As I glanced at the audience most seemed to have pale faces, but there was some mention of excessive gun violence towards African American males and one woman pointed out an incident where a black man was convicted in spite of the castle doctrine when he was defending his home.  A few in attendance had open carry weapons at the meeting, even though others were wary of people wearing guns into a public library.  Several in the audience spoke passionately about the need to carry weapons.  One even said Trayvon Martin would have been better off had he a gun.  In which case,  I think,  it would have been harder to assume Trayvon’s  innocence and the injustice of  Zimmerman’s stalking. Both men would probably be dead.

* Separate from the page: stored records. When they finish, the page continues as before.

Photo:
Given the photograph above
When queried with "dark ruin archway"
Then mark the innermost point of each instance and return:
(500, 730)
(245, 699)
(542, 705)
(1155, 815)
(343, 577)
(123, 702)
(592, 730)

The wild west lives on in the heart of some. 

Thursday, April 19, 2012

Whatcom Women Democrats Discuss Child Protective Services

On April 9, Spring made an appearance in Bellingham, WA as the Whatcom Women Democrats held their monthly meeting at the Super Buffet off the Guide Meridian. 

A recurring topic of passionate discussion in Whatcom County is the governance of the Port of Bellingham.  According to law, the Port of Bellingham is to be run by an elected committee of five Commisioners, but in fact there an now only three.  Actually only one person has  been making the decisions that impact the Port.  Currently serving are Scott Walker, District 1, Michael McAuley District 2, and Jim Jorgensen District 3.  Website gives enlightening and informative news and notes on how the Port operates.  To participate in the process, the public is welcome to attend monthly Port meetings on the first and third Tuesday of the month at 3pm - location and details available on the above website. 

The April program featured a presentation about Child Protective Services (CPS) and the lawsuit and legislative changes designed to privatize CPS case management services.   Unionized social workers object to case management services being contracted out to for profit non-union companies without adequate testing by the State of Washington. 

South Bellingham Democratic Caucus

Sunday afternoon a robust crowd of 30+ Democrat supporters gathered at Fairhaven Middle School as one of the 20 Whatcom County district caucus meetings.  PCO Maggie Hanson opened the table for registration of all Precinct #245 (Fairhaven/Chuckanut neighborhoods loosely defined) participants.  Registration is a formal process by which a voter declares a party (Democratic) and indicate a candidate preference for president.  Among the attending voters up to 12 delegates are selected to proceed to the County Level Caucus.  Current policy only allows 15% of those 12 delegates to have undecided/undeclared status on their certification.   We had only 11 voters at the event.    Eight people registered were approved by PCO Hanson to be delegates to the Whatcom County Caucus April 28.  Of those delegates, 6 declared themselves Obama supporters and 2 were undecided.

After delegate selection the floor was opened for discussion of the 2012 Democratic Platform.  Precinct 245 was passionate about coal refining, so they included some revisions in the current Platform proposals.  In the past, Whatcom County has required a two thirds majority vote (aka a "Super-Majority") rather than just a fifty-one percent majority (aka "Simple Majority").  Given a limited time frame for revisions, (the hall was actually being dismantled as we were still meeting at our table); two broad revised proposals were approved and the delegates agreed to continue the discussions directly with the Platform Committee at the April 28 County Caucus.  The Platform Committee deadline is 11am Wednesday for inclusion April 28.  This has been an ongoing project since 2010, and updates are published every other year.

In summary, the delegates chose 3 items for closer inspection.  Environment, Education and Foreign Policy.  Delegates want to expand the scope of the Environmental Impact Studies (EIS) relating to the rail transport of coal through Whatcom County.  Delegates also want to withdraw support for Charter and Voucher schools that involve for-profit/anti union entities and maintain funding for public schools.